EBay has helped to shut down a Russian website that was offering to sell stolen customer account information for as little as US$5 each.
Armed with an eBay customer's login and password, a fraudster could post items for sale, collect payments and then never deliver the goods. The site was also offering to sell a handful of PayPal accounts.
Security vendor Sunbelt Software reported it to eBay, which worked with the local ISP to have it taken offline, an eBay spokeswoman confirmed. She couldn't say how many user accounts were offered for sale or whether any customers' accounts had been misused.
The site probably collected the information through phishing attacks or a Trojan horse virus that plants keylogging software on users' PCs, said Alex Eckelberry, president of Sunbelt.
Attempts to harvest and sell such information are fairly widespread, he said. "It would make the hair on your neck stand on end if you knew," he said.
The site preferred accounts that were used infrequently, meaning a user would take longer to notice any suspicious activity, and asked a higher price for accounts with good feedback ratings.
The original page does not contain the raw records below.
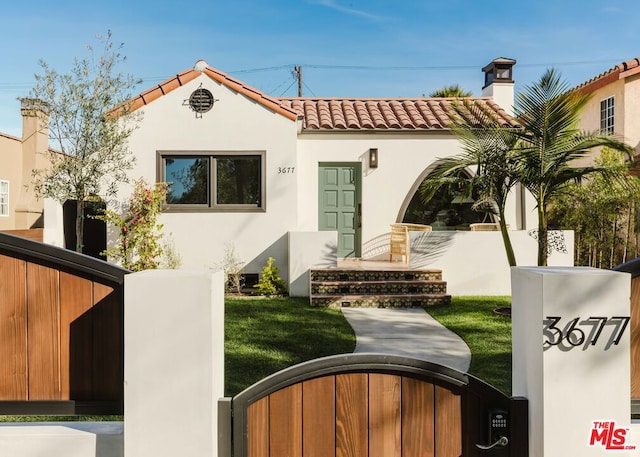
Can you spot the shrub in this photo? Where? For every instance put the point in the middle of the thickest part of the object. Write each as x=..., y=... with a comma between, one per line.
x=233, y=267
x=139, y=246
x=270, y=282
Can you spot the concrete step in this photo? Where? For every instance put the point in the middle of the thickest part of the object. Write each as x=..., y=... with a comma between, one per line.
x=378, y=287
x=345, y=274
x=380, y=301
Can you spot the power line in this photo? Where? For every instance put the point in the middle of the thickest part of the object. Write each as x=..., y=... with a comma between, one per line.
x=7, y=86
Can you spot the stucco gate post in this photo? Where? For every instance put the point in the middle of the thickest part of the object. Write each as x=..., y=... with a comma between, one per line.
x=571, y=359
x=174, y=362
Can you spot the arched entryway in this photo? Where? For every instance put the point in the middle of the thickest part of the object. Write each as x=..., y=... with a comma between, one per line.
x=448, y=209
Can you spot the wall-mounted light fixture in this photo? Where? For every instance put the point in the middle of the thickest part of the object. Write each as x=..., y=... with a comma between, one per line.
x=373, y=158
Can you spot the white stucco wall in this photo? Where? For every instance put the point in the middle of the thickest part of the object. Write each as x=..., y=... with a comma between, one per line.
x=235, y=123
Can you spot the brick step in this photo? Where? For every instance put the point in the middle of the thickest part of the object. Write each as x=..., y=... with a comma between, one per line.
x=340, y=274
x=380, y=301
x=378, y=287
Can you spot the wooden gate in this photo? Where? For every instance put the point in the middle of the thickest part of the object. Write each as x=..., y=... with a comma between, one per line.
x=368, y=405
x=61, y=331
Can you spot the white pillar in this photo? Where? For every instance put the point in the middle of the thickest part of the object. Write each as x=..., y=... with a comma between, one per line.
x=174, y=362
x=579, y=388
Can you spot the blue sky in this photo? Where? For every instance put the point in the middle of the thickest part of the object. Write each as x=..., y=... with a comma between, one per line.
x=347, y=48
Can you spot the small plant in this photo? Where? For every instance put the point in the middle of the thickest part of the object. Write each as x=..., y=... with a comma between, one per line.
x=233, y=267
x=171, y=259
x=270, y=282
x=139, y=246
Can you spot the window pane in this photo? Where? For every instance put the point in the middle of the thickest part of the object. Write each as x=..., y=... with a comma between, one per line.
x=238, y=180
x=189, y=178
x=4, y=198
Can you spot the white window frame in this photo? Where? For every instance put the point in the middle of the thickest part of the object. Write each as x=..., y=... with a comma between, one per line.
x=607, y=115
x=4, y=198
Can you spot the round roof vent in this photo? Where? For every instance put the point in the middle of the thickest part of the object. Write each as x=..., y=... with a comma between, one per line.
x=201, y=100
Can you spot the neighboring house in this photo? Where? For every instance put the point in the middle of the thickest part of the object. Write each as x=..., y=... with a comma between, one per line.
x=20, y=210
x=309, y=180
x=614, y=106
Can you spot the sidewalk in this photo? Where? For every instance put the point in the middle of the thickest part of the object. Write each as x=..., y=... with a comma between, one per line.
x=408, y=332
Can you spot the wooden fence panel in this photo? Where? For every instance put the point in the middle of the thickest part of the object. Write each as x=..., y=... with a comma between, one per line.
x=285, y=422
x=76, y=295
x=372, y=405
x=61, y=331
x=635, y=337
x=108, y=337
x=384, y=415
x=352, y=415
x=258, y=421
x=448, y=419
x=13, y=329
x=319, y=417
x=417, y=418
x=43, y=326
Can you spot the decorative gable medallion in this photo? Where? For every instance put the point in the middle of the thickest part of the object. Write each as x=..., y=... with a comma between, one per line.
x=200, y=101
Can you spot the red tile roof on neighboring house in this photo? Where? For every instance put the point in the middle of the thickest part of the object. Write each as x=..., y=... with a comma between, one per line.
x=325, y=114
x=422, y=114
x=620, y=71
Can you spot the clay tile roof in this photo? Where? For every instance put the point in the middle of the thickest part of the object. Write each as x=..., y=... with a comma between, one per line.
x=182, y=78
x=620, y=71
x=422, y=114
x=327, y=114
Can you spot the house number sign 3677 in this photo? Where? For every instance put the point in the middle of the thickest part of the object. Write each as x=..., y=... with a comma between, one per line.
x=606, y=330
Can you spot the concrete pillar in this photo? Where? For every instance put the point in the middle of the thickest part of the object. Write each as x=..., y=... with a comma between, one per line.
x=571, y=359
x=174, y=362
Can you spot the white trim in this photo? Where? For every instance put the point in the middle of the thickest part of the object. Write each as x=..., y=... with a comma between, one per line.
x=3, y=204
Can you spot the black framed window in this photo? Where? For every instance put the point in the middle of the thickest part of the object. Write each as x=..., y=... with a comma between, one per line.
x=222, y=181
x=607, y=108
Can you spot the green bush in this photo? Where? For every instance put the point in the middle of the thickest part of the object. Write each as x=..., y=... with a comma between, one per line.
x=270, y=282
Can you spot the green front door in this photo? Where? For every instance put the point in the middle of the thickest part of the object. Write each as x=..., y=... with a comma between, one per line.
x=339, y=205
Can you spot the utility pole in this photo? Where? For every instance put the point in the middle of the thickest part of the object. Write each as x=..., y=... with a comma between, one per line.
x=298, y=71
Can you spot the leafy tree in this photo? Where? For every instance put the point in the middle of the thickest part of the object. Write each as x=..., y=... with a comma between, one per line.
x=83, y=126
x=550, y=142
x=602, y=213
x=454, y=90
x=488, y=153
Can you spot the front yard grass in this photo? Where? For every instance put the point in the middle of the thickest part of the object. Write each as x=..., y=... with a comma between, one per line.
x=487, y=335
x=266, y=335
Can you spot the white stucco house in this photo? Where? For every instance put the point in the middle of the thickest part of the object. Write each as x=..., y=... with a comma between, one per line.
x=310, y=180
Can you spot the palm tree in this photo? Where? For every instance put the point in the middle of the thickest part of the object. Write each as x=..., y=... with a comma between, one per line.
x=550, y=141
x=453, y=90
x=488, y=154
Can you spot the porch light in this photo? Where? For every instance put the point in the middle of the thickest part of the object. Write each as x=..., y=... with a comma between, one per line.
x=373, y=158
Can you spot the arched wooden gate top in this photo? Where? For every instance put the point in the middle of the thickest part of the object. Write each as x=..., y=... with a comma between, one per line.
x=339, y=402
x=61, y=259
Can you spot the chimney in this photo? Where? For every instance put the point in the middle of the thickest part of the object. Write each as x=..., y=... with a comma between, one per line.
x=35, y=145
x=499, y=84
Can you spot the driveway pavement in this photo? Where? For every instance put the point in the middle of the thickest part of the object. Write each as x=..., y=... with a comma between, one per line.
x=407, y=332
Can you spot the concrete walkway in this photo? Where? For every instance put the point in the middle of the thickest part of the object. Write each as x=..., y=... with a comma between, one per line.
x=407, y=332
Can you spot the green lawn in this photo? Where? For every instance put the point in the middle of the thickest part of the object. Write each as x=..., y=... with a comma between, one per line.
x=487, y=335
x=263, y=336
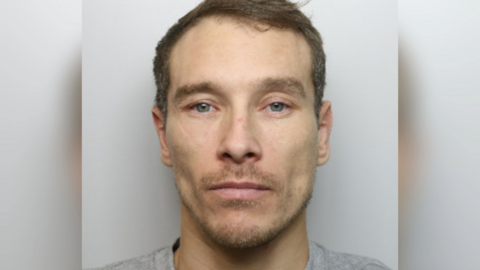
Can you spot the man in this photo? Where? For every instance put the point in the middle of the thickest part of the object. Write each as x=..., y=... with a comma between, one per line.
x=240, y=119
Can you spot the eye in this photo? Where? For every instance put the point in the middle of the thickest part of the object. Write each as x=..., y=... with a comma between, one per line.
x=202, y=107
x=276, y=107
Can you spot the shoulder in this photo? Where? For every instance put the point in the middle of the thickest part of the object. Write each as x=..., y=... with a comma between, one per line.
x=157, y=260
x=322, y=258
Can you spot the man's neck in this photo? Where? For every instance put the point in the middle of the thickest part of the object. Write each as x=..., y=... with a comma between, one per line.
x=289, y=250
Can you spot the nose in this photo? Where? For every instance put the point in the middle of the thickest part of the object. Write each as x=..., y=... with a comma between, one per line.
x=239, y=145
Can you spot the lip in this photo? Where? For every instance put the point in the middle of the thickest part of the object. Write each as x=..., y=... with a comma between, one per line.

Prices ranged from $5 to $25 per account.
"We're in contact with law enforcement to track down the perpetrators and we're going to vigorously pursue this investigation to ensure they are prosecuted," the eBay spokeswoman said.
A check on the Whois database showed the website was registered in December 2005, allegedly to a company in Cypress, California. There was no reply Friday at the phone number provided, although the site's creator would be unlikely to use real contact information.
EBay reiterated its guidelines for customers to avoid having their data stolen: Be extremely wary of e-mail that ask you to update personal account information, download eBay's toolbar with software that detects fraudulent eBay and PayPal sites and report suspicious e-mail.